М.Н. Эпштейн. Религия после атеизма. Новые возможности теологии
Опубликовано в журнале Знамя, номер 4, 2014
М.Н. Эпштейн. Религия после атеизма. Новые возможности теологии. — М.: АСТ-Пресс книга, 2013.
Вызвавшая большой резонанс монография Михаила Эпштейна «Религия после атеизма. Новые возможности теологии» — это попытка не только проследить пути адаптации религиозной идеи к меняющимся условиям, но и помочь ей в этом. Для описания того состояния, в котором находится религия сегодня, автор вводит понятие «бедная вера». То есть «просто вера», «просто в Бога», которая, будучи шире любого известного вероисповедания, не стеснена и, можно сказать, не испорчена догмами и ритуально-обрядовой стороной.

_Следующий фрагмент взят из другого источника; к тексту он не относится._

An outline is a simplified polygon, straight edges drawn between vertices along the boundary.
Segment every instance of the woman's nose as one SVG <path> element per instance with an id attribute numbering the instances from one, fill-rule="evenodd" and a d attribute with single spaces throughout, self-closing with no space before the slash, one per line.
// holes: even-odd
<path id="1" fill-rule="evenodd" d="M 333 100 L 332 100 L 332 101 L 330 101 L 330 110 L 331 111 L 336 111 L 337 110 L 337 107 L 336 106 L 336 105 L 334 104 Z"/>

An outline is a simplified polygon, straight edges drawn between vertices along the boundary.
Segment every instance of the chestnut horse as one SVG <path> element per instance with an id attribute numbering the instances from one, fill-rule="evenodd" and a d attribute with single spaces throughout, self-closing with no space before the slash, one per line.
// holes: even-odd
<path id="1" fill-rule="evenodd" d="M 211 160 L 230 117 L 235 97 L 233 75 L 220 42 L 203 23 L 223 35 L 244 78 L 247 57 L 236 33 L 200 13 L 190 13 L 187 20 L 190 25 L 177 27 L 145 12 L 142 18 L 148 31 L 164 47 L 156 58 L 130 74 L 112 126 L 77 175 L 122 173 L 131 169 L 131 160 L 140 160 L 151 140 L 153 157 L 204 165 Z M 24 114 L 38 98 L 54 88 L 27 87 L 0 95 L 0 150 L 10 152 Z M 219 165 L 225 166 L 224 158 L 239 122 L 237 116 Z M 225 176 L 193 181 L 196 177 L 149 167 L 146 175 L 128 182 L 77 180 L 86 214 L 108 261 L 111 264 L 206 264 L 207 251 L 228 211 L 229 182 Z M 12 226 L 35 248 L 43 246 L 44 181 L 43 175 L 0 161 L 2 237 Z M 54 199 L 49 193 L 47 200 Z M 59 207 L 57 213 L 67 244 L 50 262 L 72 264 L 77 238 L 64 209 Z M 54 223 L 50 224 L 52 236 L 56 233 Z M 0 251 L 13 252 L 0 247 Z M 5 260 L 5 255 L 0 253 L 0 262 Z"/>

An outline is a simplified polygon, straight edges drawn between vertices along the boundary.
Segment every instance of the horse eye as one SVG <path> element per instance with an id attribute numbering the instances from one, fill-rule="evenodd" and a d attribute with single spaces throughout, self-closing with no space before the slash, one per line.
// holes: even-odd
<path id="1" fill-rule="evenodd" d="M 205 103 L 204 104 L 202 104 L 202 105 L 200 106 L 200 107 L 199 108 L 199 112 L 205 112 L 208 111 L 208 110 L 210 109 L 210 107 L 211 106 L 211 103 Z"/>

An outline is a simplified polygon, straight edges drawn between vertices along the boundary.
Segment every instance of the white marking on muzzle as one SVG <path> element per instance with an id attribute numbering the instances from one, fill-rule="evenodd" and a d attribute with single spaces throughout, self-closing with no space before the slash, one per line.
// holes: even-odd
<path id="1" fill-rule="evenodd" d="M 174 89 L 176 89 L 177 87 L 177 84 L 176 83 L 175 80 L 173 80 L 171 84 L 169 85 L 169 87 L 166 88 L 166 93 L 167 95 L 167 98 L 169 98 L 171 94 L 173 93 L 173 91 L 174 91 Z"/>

В этой связи период атеизма Михаил Эпштейн предлагает рассматривать не как нечто внеположное или противоположное вере, а как этап ее жизненного цикла. Атеизм — ее временное угасание, умирание, предвосхищающее возрождение в очищенном виде. Распространенная сегодня «бедная вера» и есть результат такого умирания-очищения-воскресения.
Выстраивая и развивая эту концепцию, автор привлекает обширнейший материал, подвергая детальному рассмотрению советский атеизм, авангардное искусство, философию Даниила Андреева, творчество Чехова, работы британского биолога Ричарда Докинза, Книгу Иова и «Песнь песней»… Едва ли не на каждой странице автору удается поразить читателя абсолютно свежей и нестандартной мыслью, выявить доселе неизвест-ную причину того или иного явления, сделать совершенно неожиданные сопоставления, предложить новый аналитический подход. Начинает казаться, что еще совсем чуть-чуть — и стремительный полет за смелой и вдохновенной авторской идеей приведет тебя к разгадке всех тайн мироздания.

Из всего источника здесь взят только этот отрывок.